2 February 2024

“With Kafka, heart intranquille”, by Sereine Berlottier, We, “Disparate”, 140 p., 16 €.

The title of Sereine Berlottier’s eighth book since Naked thrown into the void (Fayard, 2006) is beautifully ambivalent: because if the expression “restless heart” may refer to Franz Kafka, as the title of an essay would imply, it relates even more to the narrator, who confronts a dramatic situation with Kafka’s work as her viaticum. This is what the author recounts afterwards, with rare modesty and remarkable precision in the sentence: as she accompanied her mother at the end of her life, from hospitals to clinics, through impersonal corridors, Who “all look alike, as if they had wanted to lose us”, in anonymous rooms where the bodies disappear, the narrator will have passionately plunged into the galleries of a work so often suspended to the rhythm of sketches without exits, left floating in the void of the page. And we remember the Terrierone of Kafka’s last two texts, which left it unfinished with a comma awaiting the enemy: “but nothing had changed,”
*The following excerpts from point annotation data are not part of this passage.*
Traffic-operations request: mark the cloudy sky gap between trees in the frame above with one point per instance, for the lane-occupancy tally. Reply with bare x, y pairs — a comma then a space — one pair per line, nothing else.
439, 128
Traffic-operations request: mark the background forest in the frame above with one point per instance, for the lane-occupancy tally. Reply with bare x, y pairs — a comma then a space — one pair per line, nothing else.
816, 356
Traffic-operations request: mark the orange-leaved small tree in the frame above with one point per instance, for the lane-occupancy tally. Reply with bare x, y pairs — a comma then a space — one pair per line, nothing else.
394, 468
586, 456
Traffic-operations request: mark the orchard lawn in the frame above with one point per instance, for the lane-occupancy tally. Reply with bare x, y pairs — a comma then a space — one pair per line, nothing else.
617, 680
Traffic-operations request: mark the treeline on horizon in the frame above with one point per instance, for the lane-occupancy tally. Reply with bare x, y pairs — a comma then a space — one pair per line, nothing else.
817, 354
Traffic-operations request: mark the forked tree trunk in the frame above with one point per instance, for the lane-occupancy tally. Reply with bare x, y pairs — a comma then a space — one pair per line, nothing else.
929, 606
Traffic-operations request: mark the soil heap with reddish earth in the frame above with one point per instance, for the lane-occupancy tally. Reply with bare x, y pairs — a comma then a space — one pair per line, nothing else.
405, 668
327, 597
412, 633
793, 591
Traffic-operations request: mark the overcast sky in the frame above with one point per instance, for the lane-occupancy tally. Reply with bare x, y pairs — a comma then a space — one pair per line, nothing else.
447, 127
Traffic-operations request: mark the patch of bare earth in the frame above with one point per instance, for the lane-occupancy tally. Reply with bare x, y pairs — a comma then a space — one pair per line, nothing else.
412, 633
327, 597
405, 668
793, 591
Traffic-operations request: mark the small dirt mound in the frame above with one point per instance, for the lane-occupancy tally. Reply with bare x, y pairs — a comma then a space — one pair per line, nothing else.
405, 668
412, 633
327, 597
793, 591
The ambivalence of the title, therefore, turns out to be perfectly accurate, since it defines the text in its principle, twice grappling with the irreparable: in the medical rooms, where one “pull the curtains and we look at the sky, the clouds that unravel”while the voice of the mother fades away each day, of which only“a fluffy whisper, a very thin, stubborn thread, which drags behind it the dull syllables whose intention must be secretly reconstructed within oneself” ; but also in the legend of Kafka, of which it is the very material, when it is so difficult not to feel guilty throughout this chronicle of an expected death − guilty, for example, of finding only an expression agreed in the face of the greatest dismay, in an ambulance.

An inner struggle with death

On the last pages, to a poignant fragment recounting that ” from this half-open eye, which hadn’t blinked for hours, I thought I saw a very fine arrow, barely a thread of light, in my direction.follows another, quote without commentary: “Even the ghosts disappear towards morning, but K. had remained there, his hands in his pockets, as if he was waiting – since he wasn’t leaving – for the hallway and all the rooms to leave. » In the same way, afterwards, the one who writes finds in a notebook this sentence, which her mother had pronounced “One June Evening” : “Do the dead drink? » Kafka, a century earlier, had answered for himself: “There is no such thing as a dying man drinking. »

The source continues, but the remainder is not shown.